Aluminum alloys, heat treatment

Depending on the alloying system and previous treatments, there are different types of annealing treatments for other purposes. 

– Total Annealing (O tempering): provides the softest yet most ductile and machinable conditions for formable and non-heat treatable alloys. Reinforcement in cold work is reduced or eliminated by heat treatment at temperatures ranging from about 250°C to 450°C for seconds to an hour. The exact time and temperature depend on the amount of previous cold work and the concentration of the solute. The annealing treatment dissolves small hardened deposits to eliminate the effects of precipitation hardening. To avoid oxidation and grain growth, the annealing temperature should not exceed 415°C. Heating and cooling rates must be controlled to prevent precipitation hardening/softening in heat-treated alloys. For all alloys, relatively slow cooling is recommended to minimize distortion.
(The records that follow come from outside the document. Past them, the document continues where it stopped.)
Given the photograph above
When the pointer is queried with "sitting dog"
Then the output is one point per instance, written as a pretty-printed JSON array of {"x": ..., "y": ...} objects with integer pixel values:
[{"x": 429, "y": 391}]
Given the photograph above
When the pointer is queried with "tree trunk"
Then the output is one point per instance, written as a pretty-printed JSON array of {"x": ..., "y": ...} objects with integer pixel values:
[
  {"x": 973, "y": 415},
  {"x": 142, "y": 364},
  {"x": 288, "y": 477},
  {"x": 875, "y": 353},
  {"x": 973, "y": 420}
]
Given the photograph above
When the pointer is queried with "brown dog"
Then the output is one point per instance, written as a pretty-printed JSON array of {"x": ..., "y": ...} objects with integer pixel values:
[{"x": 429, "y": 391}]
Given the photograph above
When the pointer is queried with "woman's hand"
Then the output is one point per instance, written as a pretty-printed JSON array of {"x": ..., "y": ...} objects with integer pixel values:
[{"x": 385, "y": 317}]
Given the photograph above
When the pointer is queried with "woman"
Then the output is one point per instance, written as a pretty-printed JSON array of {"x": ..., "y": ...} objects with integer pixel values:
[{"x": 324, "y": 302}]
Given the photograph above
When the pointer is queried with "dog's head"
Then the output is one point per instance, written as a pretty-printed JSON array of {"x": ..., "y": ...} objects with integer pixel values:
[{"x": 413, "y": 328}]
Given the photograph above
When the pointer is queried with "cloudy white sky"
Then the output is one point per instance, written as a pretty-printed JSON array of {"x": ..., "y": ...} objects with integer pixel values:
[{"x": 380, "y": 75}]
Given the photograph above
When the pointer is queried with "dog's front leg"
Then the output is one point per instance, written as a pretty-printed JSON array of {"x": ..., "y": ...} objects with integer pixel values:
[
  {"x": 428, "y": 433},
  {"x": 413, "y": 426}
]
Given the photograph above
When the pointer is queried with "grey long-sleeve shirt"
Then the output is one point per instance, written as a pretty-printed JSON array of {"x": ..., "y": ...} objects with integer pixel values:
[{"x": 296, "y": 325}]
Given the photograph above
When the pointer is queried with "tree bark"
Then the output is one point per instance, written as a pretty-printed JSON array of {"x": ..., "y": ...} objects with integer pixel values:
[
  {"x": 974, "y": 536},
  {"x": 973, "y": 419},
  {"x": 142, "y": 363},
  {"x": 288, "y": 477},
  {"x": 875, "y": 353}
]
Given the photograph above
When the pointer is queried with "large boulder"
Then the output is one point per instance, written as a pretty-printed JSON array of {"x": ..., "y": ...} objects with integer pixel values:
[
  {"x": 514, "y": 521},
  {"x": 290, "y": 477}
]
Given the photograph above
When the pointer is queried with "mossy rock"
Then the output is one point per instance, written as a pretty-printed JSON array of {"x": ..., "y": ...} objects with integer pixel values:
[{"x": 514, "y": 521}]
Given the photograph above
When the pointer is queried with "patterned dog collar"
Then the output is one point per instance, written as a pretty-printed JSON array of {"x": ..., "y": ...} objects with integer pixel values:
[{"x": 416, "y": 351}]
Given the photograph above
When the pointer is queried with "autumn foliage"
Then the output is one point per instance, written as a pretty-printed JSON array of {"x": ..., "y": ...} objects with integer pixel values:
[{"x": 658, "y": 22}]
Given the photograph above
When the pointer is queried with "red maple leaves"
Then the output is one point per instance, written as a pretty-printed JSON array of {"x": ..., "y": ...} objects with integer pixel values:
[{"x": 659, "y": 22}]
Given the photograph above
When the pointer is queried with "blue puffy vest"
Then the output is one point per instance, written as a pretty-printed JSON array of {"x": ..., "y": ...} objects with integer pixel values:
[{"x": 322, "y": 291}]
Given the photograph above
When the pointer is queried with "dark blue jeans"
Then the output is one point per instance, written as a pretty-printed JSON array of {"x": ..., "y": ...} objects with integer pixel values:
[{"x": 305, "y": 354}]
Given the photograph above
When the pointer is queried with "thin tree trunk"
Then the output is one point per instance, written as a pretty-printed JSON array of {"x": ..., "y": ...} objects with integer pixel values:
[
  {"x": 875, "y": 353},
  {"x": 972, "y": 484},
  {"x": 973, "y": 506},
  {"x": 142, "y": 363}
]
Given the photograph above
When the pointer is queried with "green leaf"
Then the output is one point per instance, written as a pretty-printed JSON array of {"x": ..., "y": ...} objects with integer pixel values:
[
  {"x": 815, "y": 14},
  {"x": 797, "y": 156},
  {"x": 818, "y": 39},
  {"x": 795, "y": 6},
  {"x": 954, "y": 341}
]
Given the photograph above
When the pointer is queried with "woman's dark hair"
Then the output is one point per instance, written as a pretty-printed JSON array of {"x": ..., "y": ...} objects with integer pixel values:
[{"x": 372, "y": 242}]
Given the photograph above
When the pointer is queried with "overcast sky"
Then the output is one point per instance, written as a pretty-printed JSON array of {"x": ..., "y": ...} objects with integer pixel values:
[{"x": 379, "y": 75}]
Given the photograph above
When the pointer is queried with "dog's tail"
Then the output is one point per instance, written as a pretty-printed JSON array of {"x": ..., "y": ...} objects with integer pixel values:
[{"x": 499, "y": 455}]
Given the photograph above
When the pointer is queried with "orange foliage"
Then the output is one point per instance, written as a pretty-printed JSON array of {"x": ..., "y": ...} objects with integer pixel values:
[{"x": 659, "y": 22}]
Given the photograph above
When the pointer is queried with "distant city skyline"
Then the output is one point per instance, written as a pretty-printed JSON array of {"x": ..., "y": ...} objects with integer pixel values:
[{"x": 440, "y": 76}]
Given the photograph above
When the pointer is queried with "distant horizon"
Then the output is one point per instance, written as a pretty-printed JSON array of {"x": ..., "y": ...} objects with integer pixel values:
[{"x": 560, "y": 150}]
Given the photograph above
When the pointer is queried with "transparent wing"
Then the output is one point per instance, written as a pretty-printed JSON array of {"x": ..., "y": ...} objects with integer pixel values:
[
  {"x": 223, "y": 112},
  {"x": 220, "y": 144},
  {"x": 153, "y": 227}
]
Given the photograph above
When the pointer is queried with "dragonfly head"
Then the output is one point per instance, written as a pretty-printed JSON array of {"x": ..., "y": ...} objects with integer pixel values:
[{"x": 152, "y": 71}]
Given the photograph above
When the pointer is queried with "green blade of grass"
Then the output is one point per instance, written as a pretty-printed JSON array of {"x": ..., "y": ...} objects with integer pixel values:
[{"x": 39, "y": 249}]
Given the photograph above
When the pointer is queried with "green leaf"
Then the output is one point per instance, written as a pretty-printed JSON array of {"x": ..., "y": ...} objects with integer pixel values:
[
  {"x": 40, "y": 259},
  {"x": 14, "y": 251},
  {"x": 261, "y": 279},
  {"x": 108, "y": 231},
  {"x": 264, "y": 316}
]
However, for heat-treatable alloys, slow cooling may result in the formation of coarse-grained deposits. 

– Partial annealing: Intermediate mechanical properties: annealing (H2 tempering) of cold-worked alloys unsuitable for heat treatment is referred to as partial or reverse annealing. During this process, the material undergoes regeneration, partial recrystallization, or complete recrystallization. Partial annealing provides better bendability and formability than alloys with similar H1 tempering strengths. Strict temperature control is essential to achieve a uniform and consistent mechanical properties.

Heat treatment process is not standard. However, it can ensure maximum dimensional stability during high-temperature, high-strength operations. When used, treatment at 315-345°C for 2-4 hours is required to ensure optimum mitigation of residual stresses and phase precipitation formed by excess solute remaining in solid solution during casting. As seen above, many types of annealing of iron alloys and other metals exist. Stabilizing annealing, recrystallizing annealing, and other techniques will improve the mechanical properties of steel.